OOP: on "seeing death" (was Re: main list survival strategy)
bluesqueak
pipdowns at etchells0.demon.co.uk
Wed Jul 2 19:27:44 UTC 2003
--- In HPFGU-OTChatter at yahoogroups.com, artsylynda at a... wrote:
> In a message dated 7/2/2003 5:38:33 AM Eastern Standard Time,
> HPFGU-OTChatter at yahoogroups.com writes:
>
Richelle wrote:
<Snip>
> > Therefore she decided you had to have time to process the
> > death, think about it a while, and then you see them. My
> > particular problem is with the use of the words "seen death." I
> > think it should be "witness death" since Harry didn't actually
> >*see* Cedric die. Which I seem to be the only
> > one who has a problem with that particular thing.
Lynda:
> He apparently saw his mother killed, and relives that when the
> Dementors come around (or did until he was able to conjure up a
> Patronus), so *logically* he should've been able to see the
> Thestrals all along. He didn't see Cedric die, but saw his dead
> body an instant after it hit the ground, close enough to
> "seeing" death, I imagine, to count (depending, of course, on
who's counting! ;->
> ) I think JKR is a brilliant writer, I think she will be this
> generation's Dickens, but I imagine even Dickens had uneven things
> in his stories (don't ask me for examples, it's been too long
since I read Dickens for me to remember).
Dickens had loads. There was a British TV version of Oliver Twist a
couple of years ago where the adaptor announced that there were so
many loose ends he was going to treat the book as a first draft, and
change things. Everyone agreed with him. Everyone thought
his 'second draft' *was* an improvement, as well [grin]
[Note: please don't try this at home unless you happen to be an
award winning playwright in your own right ;-)]
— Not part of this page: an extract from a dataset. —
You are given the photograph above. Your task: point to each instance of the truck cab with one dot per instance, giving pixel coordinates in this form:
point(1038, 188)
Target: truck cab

This Thestral question, though, is quite illogical compared to
> most of JKR's writing. JMO.
I dunno. I never saw a problem with it when I read it. Harry didn't
see his parents die - he heard James yell something, he saw a green
flash of light, and he saw his mother fall to the floor. At 18
months old, that is *all* you would understand.
And we know that he hasn't really processed his parents death; in
PoA he believes that he's seen his father. In GoF he has to be told,
yet again, that the 'parents'(and other 'people') he saw in Priori
Incantatum were shadows, not the real people who'd somehow got stuck
in Voldemort's wand.
Harry knows that he is an orphan, but that isn't the same as
having 'seen' (or witnessed) his parents deaths. He's managed to
dredge up some memories of that, but I think those memories hurt
more because of what their deaths mean *for him*.
Part of the storyline throughout the books is his learning to
understand that his parents were real people who died. Part of the
storyline in OOP is his learning that James wasn't some ideal hero,
but a fallible human being.
Cedric, on the other hand, was a real person to Harry. His death was
real to him, it hit Harry emotionally. Someone he knew and liked is
now dead.
I think that this is probably what JKR was thinking when she planned
to put the Thestrals after the death of Cedric; that 'to see death'
is to experience the death of someone you know, and to understand
that they are never, ever coming back.
Though someday you might go to meet them.